I am currently struggling through the first flying portion of Advanced Training. The stakes are higher here, since each student is destined for tactical aircraft. These aircraft operate in the most dynamic, threatening environment--they fight other aircraft and deliver ordnance through anti-aircraft systems. Consequently, the training is a bit more stringent. This usually takes the form of many long hours in the Simulators on my own, honing my navigation and weapons skills so I can perform them with greater precision and speed. The stress imposed on students has prompted us to to make many ironic statements regarding "glamor of naval aviation." But flying is still fun, if dangerous. Recently, in fact, our Squadron was brutally reminded about how dangerous this job is. We suffered a serious, fatal mishap we suffered last Tuesday, on January 10 2006.

That day, Rocket 512 (the call sign of the flight) reported over the radio that they entered their low-level training route around 11 AM. They were never heard from again. After two days of waiting and searching, the wreckage of the aircraft was found in Northern Georgia. Of the four aviators aboard, there were no survivors. An investigation into the cause of the mishap is pending.

There was a memorial Mass this morning for the pilot. We do not use active-duty navy pilots; we use contract pilots employed by the Lockheed-Martin corporation, all of whom have a military aviation background. The chapel was full. I reflected there on how close we are in the squadron as a group. Though I personally knew both students and the instructor who died, I was neither friends nor even very familiar with any of them. The students were several classes ahead of me; I had only flown with the instructor once. Yet their absence is tangible. They no longer participate in the stories or jokes we exchange in the Ready Room, they no longer offer unsolicited advice to other students (as is the wont of all aviators), they will never again laugh at or make an ironic crack about the "glamor of naval aviation." The instructor, particularly, I remember as being funny, friendly and sincere about teaching. He was enjoyable to fly with and made his students better at what they did. He was never cruel, difficult, or petty in the cockpit (as others were). He was an great asset to our squadron.
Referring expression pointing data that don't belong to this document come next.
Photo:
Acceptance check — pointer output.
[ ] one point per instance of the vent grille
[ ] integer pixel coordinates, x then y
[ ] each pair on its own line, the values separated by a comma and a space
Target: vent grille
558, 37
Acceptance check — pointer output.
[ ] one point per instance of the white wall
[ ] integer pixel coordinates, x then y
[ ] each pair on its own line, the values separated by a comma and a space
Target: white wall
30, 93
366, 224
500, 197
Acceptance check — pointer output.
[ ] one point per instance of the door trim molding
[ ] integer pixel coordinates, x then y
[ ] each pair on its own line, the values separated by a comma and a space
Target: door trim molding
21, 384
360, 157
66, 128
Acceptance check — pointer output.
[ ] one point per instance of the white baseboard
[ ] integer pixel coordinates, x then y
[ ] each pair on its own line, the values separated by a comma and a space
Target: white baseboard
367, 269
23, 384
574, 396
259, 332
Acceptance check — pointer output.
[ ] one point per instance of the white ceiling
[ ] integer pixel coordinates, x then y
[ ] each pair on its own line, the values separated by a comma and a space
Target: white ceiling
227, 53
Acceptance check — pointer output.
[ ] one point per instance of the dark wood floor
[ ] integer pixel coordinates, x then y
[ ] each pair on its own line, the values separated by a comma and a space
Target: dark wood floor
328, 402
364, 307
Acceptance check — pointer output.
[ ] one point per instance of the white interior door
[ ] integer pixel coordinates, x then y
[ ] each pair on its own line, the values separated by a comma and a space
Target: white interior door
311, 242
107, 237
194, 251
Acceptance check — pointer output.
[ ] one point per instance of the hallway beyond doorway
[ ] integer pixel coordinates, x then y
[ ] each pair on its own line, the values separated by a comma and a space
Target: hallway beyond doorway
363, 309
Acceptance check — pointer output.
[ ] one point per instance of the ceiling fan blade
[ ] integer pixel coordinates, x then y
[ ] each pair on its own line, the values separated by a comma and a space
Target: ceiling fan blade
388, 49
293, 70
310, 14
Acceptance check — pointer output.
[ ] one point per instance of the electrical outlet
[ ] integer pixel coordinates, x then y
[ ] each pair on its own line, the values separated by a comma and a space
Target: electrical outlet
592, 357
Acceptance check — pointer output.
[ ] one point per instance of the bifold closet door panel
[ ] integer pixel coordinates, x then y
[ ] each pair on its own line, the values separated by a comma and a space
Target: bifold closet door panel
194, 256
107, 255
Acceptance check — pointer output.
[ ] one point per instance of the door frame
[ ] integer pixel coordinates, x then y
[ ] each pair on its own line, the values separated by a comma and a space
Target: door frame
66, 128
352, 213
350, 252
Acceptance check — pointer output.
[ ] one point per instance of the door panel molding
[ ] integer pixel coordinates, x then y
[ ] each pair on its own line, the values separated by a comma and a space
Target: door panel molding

Perhaps more tragically, he left behind a wife and child. This is also true of one of the students; the other was recently engaged. Of course, this kind of risk was theirs to take and they took it without any illusion - as we all do. Military necessity requires us to ply our trade in dangerous regimes of flight, often at high speeds and low altitudes. Knowing this, we take especial care to identify risks and mitigate them. This is doubly true in a training command, because of "there is no glory in dying in a white [training] aircraft." All of us officers in the command realize there is nothing to do except grieve, reflect, pick up, and continue with our mission. In fact, I will be doing just that tomorrow.

For this reason (in spite of the loss), things continue more or less as normal. No doubt as I immerse myself again in the task of flying, the grief will recede. But hopefully not the memory of these four aviators. There is a quotation on the wall of our Squadron bar says talks about how any aviator's death is every aviator's responsibility; perhaps if they had exchanged one more story about a hazard or they had invested a little more time in training they'd still be among us. That quote in turn reminds me of John Donne's famous meditation:
"No man is an island, entire of itself / every man is a piece of the continent, a part of the main / if a clod be washed away by the sea, Europe is the less, as well as if a promontory were, as well as if a manor of thy friends or of thine own were / any man's death diminishes me, because I am involved in mankind / and therefore never send to know for whom the bell tolls / it tolls for thee."
The grief I feel is real, despite not knowing any of the dead aviators very well. Their death reminds me of my own mortality, especially at the hand of flying; it is the loss of experience, from which I could benefit. Most importantly, they were comrades whose support I miss, even if I only received it tangentially. Moving on feels good, because grief hurts. But every so often I hear of an aviation mishap, and my mind returns to this one. I hope it makes me wiser.